Die Marktteilnehmer stellen sich mit ihren Aktivitäten den Herausforderungen der immer relevanter werdenden neuen Welt des Content-Streamings. Und produzieren damit, angeheizt durch das oben beschriebene, veränderte Konsumentenverhalten, einen Nachfrage-Überschuss nach relevanten IPs. Für die weltweite ebenso wie die regional begrenzte Vermarktung.

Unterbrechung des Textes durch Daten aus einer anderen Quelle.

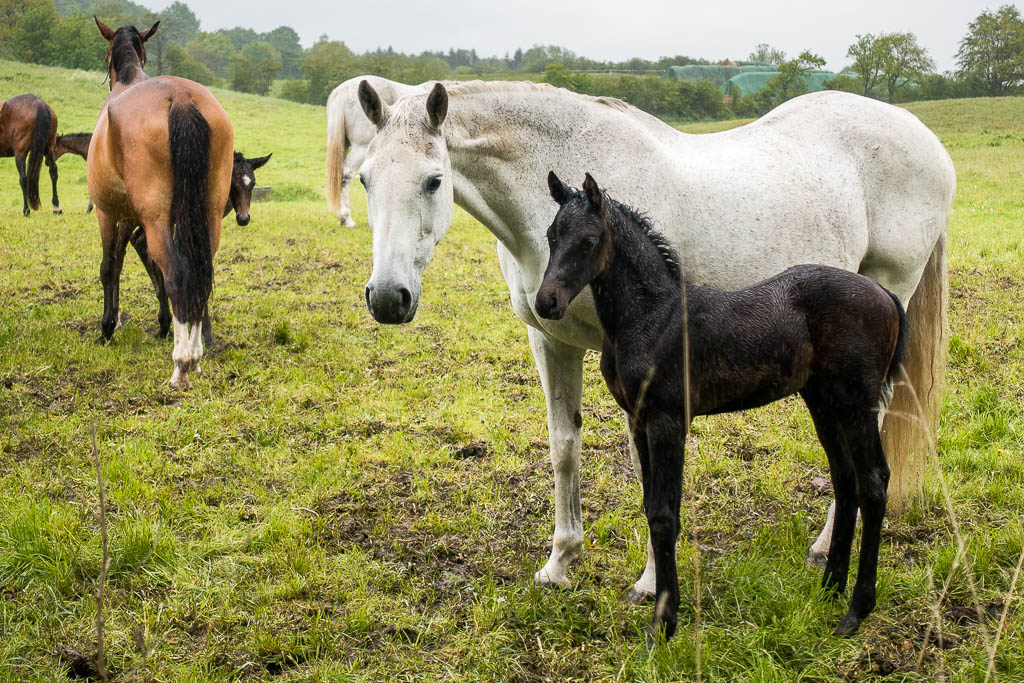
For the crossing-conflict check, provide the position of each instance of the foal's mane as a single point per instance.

Aktuell strukturieren wir ein innovatives Fonds-Konzept das, den Marktnotwendigkeiten folgend, passgenau in Kauf und Weiterentwicklung, Rights-Administration sowie die richtige Abstimmung von Inhalt, Auswertungs-Formaten, Monetarisierungs-Modellen, Marketing von starken, potentialreichen Geschichten von Entertainment IPs investieren wird. Ein Incubator-Accelerator-Approach für Entertainment IPs.

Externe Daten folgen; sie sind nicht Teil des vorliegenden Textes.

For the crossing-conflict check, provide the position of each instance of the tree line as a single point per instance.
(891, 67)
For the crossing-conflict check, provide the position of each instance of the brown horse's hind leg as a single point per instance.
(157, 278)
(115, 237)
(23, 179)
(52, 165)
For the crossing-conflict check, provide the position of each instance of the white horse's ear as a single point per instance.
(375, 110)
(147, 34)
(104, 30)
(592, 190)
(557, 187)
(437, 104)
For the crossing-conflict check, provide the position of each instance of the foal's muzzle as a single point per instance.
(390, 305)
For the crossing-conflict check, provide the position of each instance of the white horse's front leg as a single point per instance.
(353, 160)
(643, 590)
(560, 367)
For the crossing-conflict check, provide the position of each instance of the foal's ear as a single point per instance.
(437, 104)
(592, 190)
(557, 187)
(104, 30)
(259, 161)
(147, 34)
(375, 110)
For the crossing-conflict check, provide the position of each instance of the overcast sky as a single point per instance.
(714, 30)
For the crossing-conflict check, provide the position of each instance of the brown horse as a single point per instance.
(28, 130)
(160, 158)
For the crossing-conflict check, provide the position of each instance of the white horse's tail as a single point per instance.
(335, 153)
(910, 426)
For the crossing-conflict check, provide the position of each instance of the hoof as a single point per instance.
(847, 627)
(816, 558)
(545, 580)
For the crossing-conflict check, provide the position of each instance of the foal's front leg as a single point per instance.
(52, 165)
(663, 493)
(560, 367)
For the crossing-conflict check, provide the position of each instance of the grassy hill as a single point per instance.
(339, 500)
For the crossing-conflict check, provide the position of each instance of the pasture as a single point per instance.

Wir tun dies mittels einer auf unserer 25jährigen Markterfahrung basierenden, von uns selbst entwickelten, exklusiven Nutzwert-Analyse-Matrix. Diese analysiert, beurteilt, bewertet und kategorisiert vor jeder Investment-Entscheidung in der Auswahl befindliche Themen, Stoffe, Inhalte, Vertriebs- und Marketingoptionen wie bspw. Star Power, sowie alle geschäftlichen Optionen eines Projektes bis ins Detail.
Mit diesem ganzheitlichen Vorgehen und schnellem, den Notwendigkeiten der digitalen Welt verschriebenem, passgenauem Vereinen von Kreativität und Kapital können wir auch Partner zu attraktiven IP-Markteinführungen begleiten, die mitunter aktuell noch Probleme mit der Justierung an die neue Entertainment-Welt haben.

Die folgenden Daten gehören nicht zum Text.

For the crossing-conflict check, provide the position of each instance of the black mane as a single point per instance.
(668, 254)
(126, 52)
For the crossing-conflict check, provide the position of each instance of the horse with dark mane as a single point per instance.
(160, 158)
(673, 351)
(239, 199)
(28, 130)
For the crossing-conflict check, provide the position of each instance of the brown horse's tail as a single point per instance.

Wären Sie interessiert an einem Investment in solch ein Vehikel? Die Marktchancen sind groß und versprechen noch größer zu werden.
Denn eigentlich dürfen fiktive Helden der 2020er Jahre alles. Zum Beispiel eben auch depressive Mafia-Paten sein.
Aus Geschäftssicht ist für die erfolgreiche Vermarktung solch facettenreicher Geschichten wie der Sopranos die richtige Umsetzung für die richtige Zielgruppe in den richtigen Vertriebskanälen zielführend. Denn allein die Bereitstellung eines technischen Formats – bspw. Streaming – hält kein Publikum bei der Stange. Technik an sich gewinnt nicht. Vielmehr ist die Kombination aus angebotenem Content im richtigen Format an der richtigen Stelle im Markt immer wieder eine erfolgreiche Strategie in der Entertainment-Branche. “Content is king.”